Page 1 of 2

Database Crash and Corrupt

Posted: Wed Dec 18, 2013 3:42 pm
by mikew
I am working on a Nagios XI server 2012R2.5 which was running fine until last night the / partition filled up and the database crashed. I do not know where several GB of data came from....still have to figure that out. But no one can login.

I have checked the MySQL database nagios and it was corrupt but I fixed that with the --repair option and mysqlcheck. The nagiosql database came out OK. (I used the script in XI to fix the MySQL databases) However, I expect that the postgresql database is a problem as no one can login. What is the best way to fix that database?

I do have backups, just wanted to fix it first.

I am now seeing other issues:
* the permissions on /usr/local/nagios/var/rw/nagios.cmd are:
-rw-rw-r root:nagcmd

The nagios.log shows it is bailing out because the permissions are wrong on this file...as the named pipe is not working.

So I know the permissions are wrong.
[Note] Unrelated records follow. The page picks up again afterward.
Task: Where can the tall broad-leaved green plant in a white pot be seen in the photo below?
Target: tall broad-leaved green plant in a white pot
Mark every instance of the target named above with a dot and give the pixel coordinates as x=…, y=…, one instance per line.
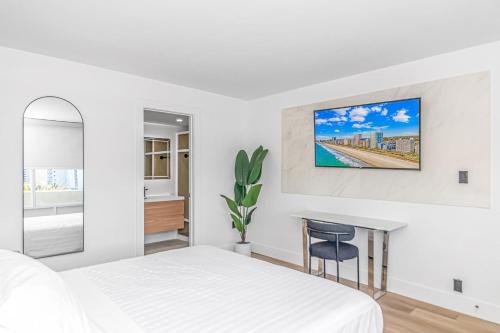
x=246, y=193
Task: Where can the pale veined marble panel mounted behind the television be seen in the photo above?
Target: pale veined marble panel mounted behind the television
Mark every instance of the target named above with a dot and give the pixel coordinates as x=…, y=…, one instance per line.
x=464, y=98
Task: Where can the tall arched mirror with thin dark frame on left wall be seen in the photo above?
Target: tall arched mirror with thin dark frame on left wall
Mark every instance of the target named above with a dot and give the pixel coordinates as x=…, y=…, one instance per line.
x=53, y=178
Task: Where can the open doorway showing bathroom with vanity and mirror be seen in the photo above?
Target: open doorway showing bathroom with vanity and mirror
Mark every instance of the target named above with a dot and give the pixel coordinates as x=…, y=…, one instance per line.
x=167, y=181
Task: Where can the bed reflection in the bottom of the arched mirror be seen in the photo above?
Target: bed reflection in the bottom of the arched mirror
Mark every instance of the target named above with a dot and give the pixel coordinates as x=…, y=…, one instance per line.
x=54, y=234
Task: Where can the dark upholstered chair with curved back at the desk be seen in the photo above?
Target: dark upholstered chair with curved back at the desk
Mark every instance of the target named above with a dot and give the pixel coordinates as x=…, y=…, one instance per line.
x=333, y=246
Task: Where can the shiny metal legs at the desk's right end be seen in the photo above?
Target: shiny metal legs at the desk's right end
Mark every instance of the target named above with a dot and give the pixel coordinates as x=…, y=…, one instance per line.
x=376, y=294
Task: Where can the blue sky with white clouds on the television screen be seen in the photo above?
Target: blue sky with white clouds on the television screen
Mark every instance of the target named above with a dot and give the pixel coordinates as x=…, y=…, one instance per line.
x=397, y=118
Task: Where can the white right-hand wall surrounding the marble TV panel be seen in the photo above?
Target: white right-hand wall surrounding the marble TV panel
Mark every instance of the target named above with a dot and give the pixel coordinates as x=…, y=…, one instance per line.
x=440, y=243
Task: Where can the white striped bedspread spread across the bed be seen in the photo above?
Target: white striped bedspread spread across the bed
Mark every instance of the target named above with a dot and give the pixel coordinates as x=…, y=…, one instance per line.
x=206, y=289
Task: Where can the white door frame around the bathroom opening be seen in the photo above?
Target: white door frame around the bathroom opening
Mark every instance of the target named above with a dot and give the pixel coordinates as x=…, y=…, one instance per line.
x=184, y=111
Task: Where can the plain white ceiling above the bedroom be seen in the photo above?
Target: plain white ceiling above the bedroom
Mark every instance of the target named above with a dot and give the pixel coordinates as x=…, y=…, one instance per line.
x=246, y=49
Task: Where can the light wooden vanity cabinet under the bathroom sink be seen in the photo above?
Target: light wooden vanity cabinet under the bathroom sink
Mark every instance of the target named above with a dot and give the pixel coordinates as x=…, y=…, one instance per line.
x=163, y=216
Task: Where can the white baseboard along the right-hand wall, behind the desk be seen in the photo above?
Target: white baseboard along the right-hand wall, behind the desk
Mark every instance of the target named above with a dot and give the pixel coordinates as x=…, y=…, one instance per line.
x=449, y=300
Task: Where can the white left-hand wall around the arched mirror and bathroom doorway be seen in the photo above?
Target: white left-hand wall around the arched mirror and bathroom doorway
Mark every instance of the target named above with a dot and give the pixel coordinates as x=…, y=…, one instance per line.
x=111, y=105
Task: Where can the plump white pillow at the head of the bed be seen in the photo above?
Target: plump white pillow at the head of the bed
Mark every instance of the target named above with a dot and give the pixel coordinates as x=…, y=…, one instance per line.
x=34, y=298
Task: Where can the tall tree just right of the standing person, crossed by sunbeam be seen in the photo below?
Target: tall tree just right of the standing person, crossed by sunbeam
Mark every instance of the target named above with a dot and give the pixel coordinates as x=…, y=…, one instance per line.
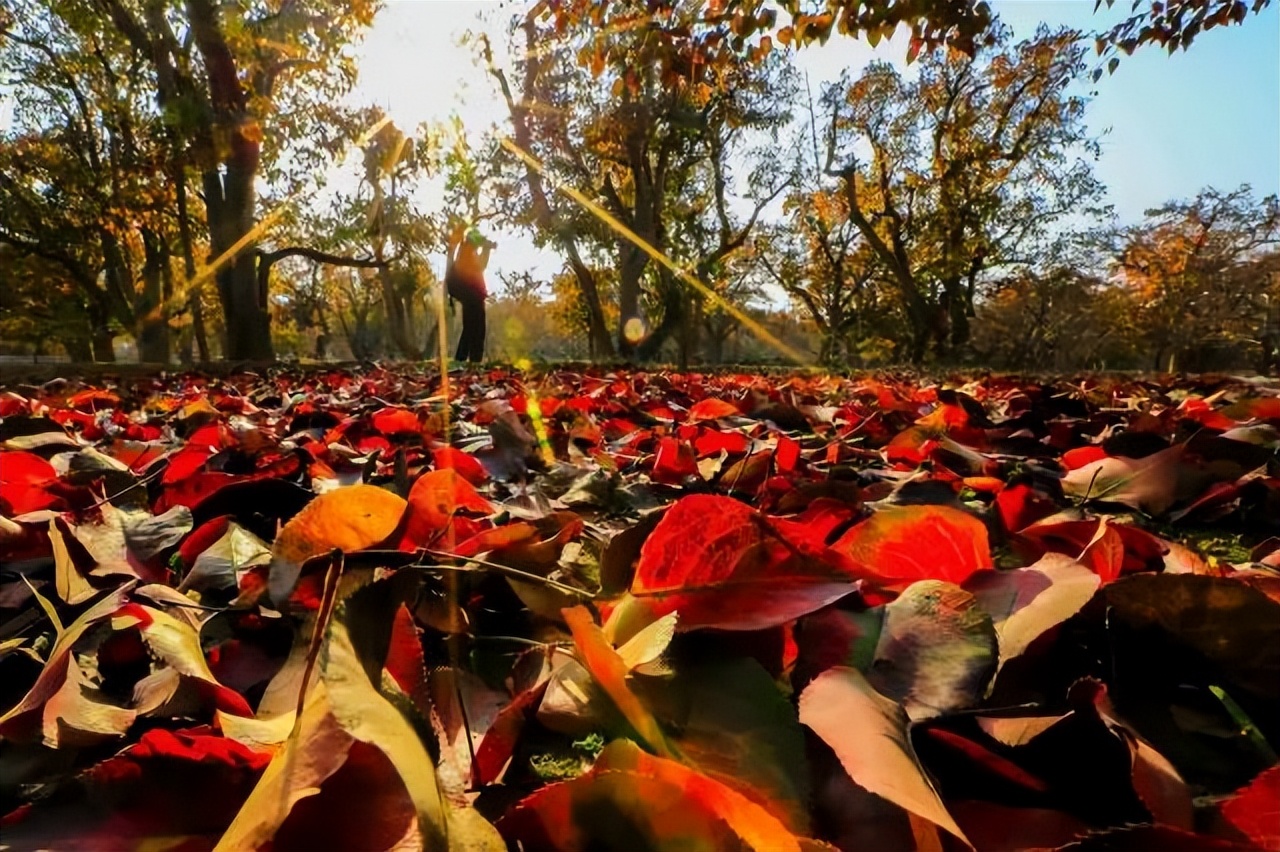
x=636, y=140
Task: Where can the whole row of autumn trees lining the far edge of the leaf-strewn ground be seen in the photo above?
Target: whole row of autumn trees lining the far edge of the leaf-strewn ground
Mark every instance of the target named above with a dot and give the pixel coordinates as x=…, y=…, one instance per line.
x=163, y=181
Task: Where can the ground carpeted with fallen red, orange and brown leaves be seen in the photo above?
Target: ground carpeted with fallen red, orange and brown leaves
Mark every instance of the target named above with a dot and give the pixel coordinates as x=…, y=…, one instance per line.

I have deleted all lock files in the /usr/local/nagios/var/ directory and restarted but permissions return incorrect. I have restarted the server...no help.

System is a CentOS 6.x 64-bit
32 vCPU and 12 GB of RAM

Re: Database Crash and Corrupt

Posted: Wed Dec 18, 2013 4:57 pm
by abrist
Are you still out of space, or did you increase the provisioned disk size? If it is still full, we need to clear up space before we do anything else.

Re: Database Crash and Corrupt

Posted: Wed Dec 18, 2013 4:58 pm
by mikew
It has space now.

grep nag /etc/group
nagios:x:501:nagios,apache
nagcmd:x:502:nagios,apache

Each time nagios is started the permissions on nagios.cmd go back to

-rw-rw-r root:nagcmd

Which of course means it will bail and not work.

Re: Database Crash and Corrupt

Posted: Wed Dec 18, 2013 5:05 pm
by abrist
The command pipe permissions should be:

Code: Select all

prw-rw---- 1 nagios nagcmd 0 Dec 18 13:10 /usr/local/nagios/var/rw/nagios.cmd
To change the permissions:

Code: Select all

cd /usr/local/nagios/var/rw/
mknod /usr/local/nagios/var/rw/nagios.cmd p
chown nagios:nagcmd nagios.cmd
chmod 660 nagios.cmd
ls -la
service nagios restart

Re: Database Crash and Corrupt

Posted: Wed Dec 18, 2013 5:13 pm
by mikew
As soon as I remove the file it is recreated by some process. I have done a killall -9 nagios


So I have nagios running with the right permissions:

I had to write a script to remove and then set permissions.

BUT..no one can login still....

I am now able to login to nagios core but not XI

Re: Database Crash and Corrupt

Posted: Wed Dec 18, 2013 5:45 pm
by abrist
Do you have a umask set on the system? Or selinux running?

Code: Select all

umask
getenforce
Additionally, did you reboot the server after clearing space? I ask because that is often the easiest way to make sure your services come up. I am available tomorrow to elevate this to a remote session if need be.

Re: Database Crash and Corrupt

Posted: Wed Dec 18, 2013 5:49 pm
by mikew
No selinux, this is a system that has been running for 6 weeks with no problems. The crash has damaged the postgresql database I think.

Re: Database Crash and Corrupt

Posted: Wed Dec 18, 2013 5:51 pm
by abrist
You an attempt to run a vacuum on it:
http://support.nagios.com/wiki/index.ph ... .22_in_log

Re: Database Crash and Corrupt

Posted: Wed Dec 18, 2013 6:02 pm
by mikew
So I did those commands....no joy.

Re: Database Crash and Corrupt

Posted: Wed Dec 18, 2013 7:12 pm
by mikew
I was able to get back in by using this script:

/usr/local/nagiosxi/scripts/reset_nagiosadmin_password.php --password=xxxxxx

However, my fear is that there are more permission issues here so I will do some checking and report back if I find anything more.

Note: When this happened no account would work.